Sinds 2004 is ruim vijftig keer gebruikgemaakt van de mogelijkheid om een initiatiefnota in te dienen. Veel onderwerpen liggen in de betrekkelijk politiek-neutrale sfeer, maar dat is geen uitgemaakte zaak. Om een indruk te geven enkele behandelde onderwerpen: bevordering van de popmuzieksector, de positie van kleine scholen, het natuurbeleid, partneralimentatie, een grotere rol voor pleeggezinnen, de positie van kinderen van gedetineerden, regionale publieke omroep en bevordering van mediation. Dat het niet louter om 'neutrale' onderwerpen gaat, blijkt uit nota's over onder meer de positie van jonge asielzoekers (nota van Hans Spekman), privatisering van Schiphol (door Adri Duivesteijn) en de activering van arbeidsongeschikten bij terugkeer op de arbeidsmarkt (van VVD-lid Anoushka Schut).

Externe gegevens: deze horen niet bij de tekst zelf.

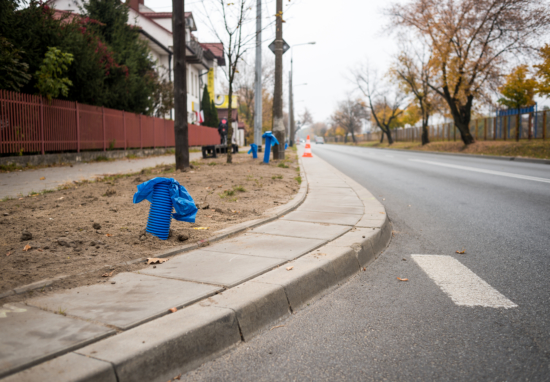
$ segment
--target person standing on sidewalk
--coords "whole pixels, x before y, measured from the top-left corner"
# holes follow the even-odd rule
[[[223,118],[218,124],[218,133],[220,134],[220,144],[227,144],[227,119]]]

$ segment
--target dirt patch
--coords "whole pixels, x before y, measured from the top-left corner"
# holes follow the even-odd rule
[[[269,165],[246,154],[234,155],[231,165],[225,160],[223,156],[195,161],[188,172],[160,166],[74,182],[59,191],[0,203],[0,293],[61,275],[70,277],[43,291],[106,281],[102,275],[107,270],[114,270],[114,276],[143,267],[117,264],[208,239],[220,229],[287,203],[299,189],[297,158],[290,150],[287,160]],[[175,178],[200,206],[194,224],[172,220],[172,235],[166,241],[144,232],[149,202],[132,203],[136,186],[157,176]]]

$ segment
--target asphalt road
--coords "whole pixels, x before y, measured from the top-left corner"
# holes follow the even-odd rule
[[[550,380],[549,165],[334,145],[313,154],[384,204],[390,246],[283,327],[182,380]]]

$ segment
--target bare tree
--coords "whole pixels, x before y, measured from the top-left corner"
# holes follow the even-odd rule
[[[338,102],[338,107],[330,117],[333,127],[342,127],[346,131],[344,142],[348,141],[348,135],[351,134],[353,143],[357,143],[355,134],[361,132],[363,121],[369,117],[367,105],[364,101],[351,99]]]
[[[376,126],[382,130],[380,142],[384,140],[384,134],[388,137],[388,143],[393,143],[391,129],[397,118],[407,108],[408,99],[404,92],[396,89],[387,81],[381,80],[367,65],[354,72],[357,87],[367,99],[367,108]]]
[[[424,49],[422,49],[424,48]],[[403,90],[416,99],[422,120],[422,145],[430,143],[428,123],[430,115],[437,109],[441,97],[430,87],[433,78],[433,67],[430,66],[431,54],[425,47],[415,49],[412,44],[404,47],[396,57],[390,73],[402,86]]]
[[[437,68],[430,87],[449,105],[466,145],[474,142],[474,99],[494,87],[507,59],[538,43],[550,23],[548,4],[539,0],[413,0],[389,13],[392,27],[413,29],[430,46]]]
[[[255,37],[253,30],[250,32],[244,31],[246,25],[252,20],[251,9],[253,1],[251,0],[234,0],[234,2],[225,2],[224,0],[215,0],[209,2],[212,8],[207,9],[204,0],[202,1],[205,15],[210,23],[211,29],[216,37],[222,41],[225,50],[225,56],[227,58],[227,66],[224,68],[225,75],[228,82],[228,95],[229,102],[227,107],[227,163],[232,163],[232,150],[231,145],[233,143],[233,124],[232,124],[232,112],[233,112],[233,84],[235,76],[238,73],[237,66],[242,61],[248,48],[251,47],[250,43]],[[221,24],[223,25],[223,33],[218,31],[215,27],[214,21],[215,14],[221,18]]]

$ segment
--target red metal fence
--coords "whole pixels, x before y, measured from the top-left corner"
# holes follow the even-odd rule
[[[189,146],[220,142],[189,124]],[[0,154],[173,147],[174,121],[0,90]]]

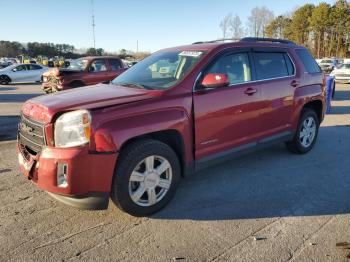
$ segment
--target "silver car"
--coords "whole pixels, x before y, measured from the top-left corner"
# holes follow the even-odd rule
[[[41,82],[48,70],[37,64],[13,64],[0,70],[0,84]]]
[[[350,83],[350,63],[335,68],[330,76],[333,76],[336,82]]]

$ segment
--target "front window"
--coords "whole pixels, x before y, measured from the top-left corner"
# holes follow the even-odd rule
[[[76,59],[70,62],[67,69],[84,71],[87,66],[88,60],[86,59]]]
[[[112,81],[115,85],[168,89],[181,81],[203,56],[202,51],[158,52]]]

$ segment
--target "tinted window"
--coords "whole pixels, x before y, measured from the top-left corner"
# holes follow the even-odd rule
[[[289,76],[283,53],[254,53],[258,80]]]
[[[305,69],[308,73],[320,73],[321,69],[316,63],[315,59],[311,56],[306,49],[296,49],[295,50],[300,60],[302,61]]]
[[[25,65],[17,66],[17,67],[15,67],[15,69],[16,69],[17,71],[25,71],[25,70],[27,70]]]
[[[102,72],[107,71],[106,62],[104,59],[97,59],[93,61],[89,68],[90,72]]]
[[[239,53],[219,58],[207,73],[226,74],[230,84],[239,84],[251,81],[251,71],[248,54]]]
[[[29,67],[29,70],[39,70],[42,69],[41,66],[38,65],[27,65]]]
[[[122,68],[122,65],[118,59],[110,59],[108,62],[112,71],[117,71],[118,69]]]

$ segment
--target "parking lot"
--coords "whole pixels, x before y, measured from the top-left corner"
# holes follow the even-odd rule
[[[16,125],[39,85],[0,86],[0,261],[348,261],[350,85],[307,155],[283,144],[183,179],[148,218],[82,211],[18,174]]]

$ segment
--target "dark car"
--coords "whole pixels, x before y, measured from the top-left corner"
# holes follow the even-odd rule
[[[46,93],[98,83],[108,83],[126,68],[118,57],[83,57],[70,61],[66,68],[55,68],[43,75],[42,88]]]
[[[169,48],[108,85],[27,101],[20,170],[66,204],[105,209],[111,197],[146,216],[170,201],[181,177],[240,153],[277,142],[309,152],[324,112],[324,75],[293,42]]]

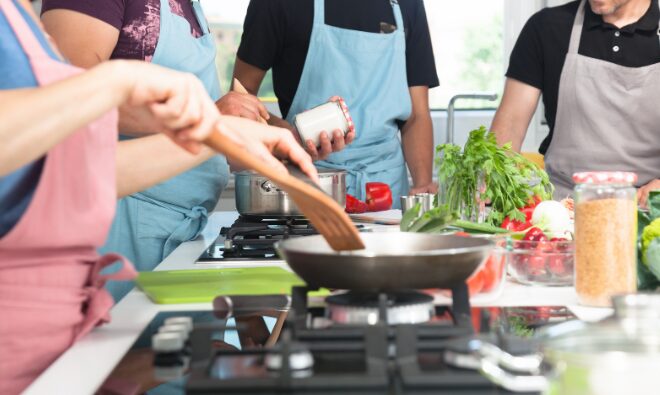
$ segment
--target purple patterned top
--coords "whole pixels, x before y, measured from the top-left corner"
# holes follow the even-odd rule
[[[203,35],[191,0],[169,0],[172,12],[190,23],[194,37]],[[112,59],[151,61],[160,33],[160,0],[43,0],[42,13],[54,9],[77,11],[119,30]]]

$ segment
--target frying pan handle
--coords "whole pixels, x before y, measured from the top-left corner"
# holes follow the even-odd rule
[[[213,313],[220,319],[226,319],[241,313],[288,310],[290,306],[291,297],[288,295],[228,295],[213,300]]]

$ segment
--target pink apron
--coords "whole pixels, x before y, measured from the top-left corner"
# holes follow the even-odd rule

De mate waarin fracties gebruikmaken van de mogelijkheid om initiatiefnota's in te dienen, loopt uiteen, maar vrijwel alle fracties doen dat. Alleen de kleine fracties van SGP, Partij voor de Dieren en 50Plus deden dat (nog) niet. PvdA en CDA zijn beide met eenderde van alle nota's koplopers. De VVD is met dertien procent veel bescheidener. De PVV was behalve in gezamenlijkheid met PvdA en CDA twee keer producent van nota's, maar in beide gevallen (over beperking van immigratie en - van Hero Brinkman - over maffia op de Antillen) bleven die onafgedaan.

De combinaties van fracties die nota's indienen, is wellicht het meest opmerkelijk. Zelfs PvdA en PVV kwamen, samen met het CDA, in 2012 met een initiatiefnota; namelijk over de combiregeling voor supporters in het betaald voetbal. En juli vorig jaar dienden VVD en SP samen een initiatiefnota in over de positie van de Antillen (Nederlandse Gemenebest). Ook PvdA en SP brachten samen een nota uit. In die zin lijkt er bij initiatiefnota's meer sprake te zijn van doorbreking van de scheiding tussen oppositie- en regeringsfracties.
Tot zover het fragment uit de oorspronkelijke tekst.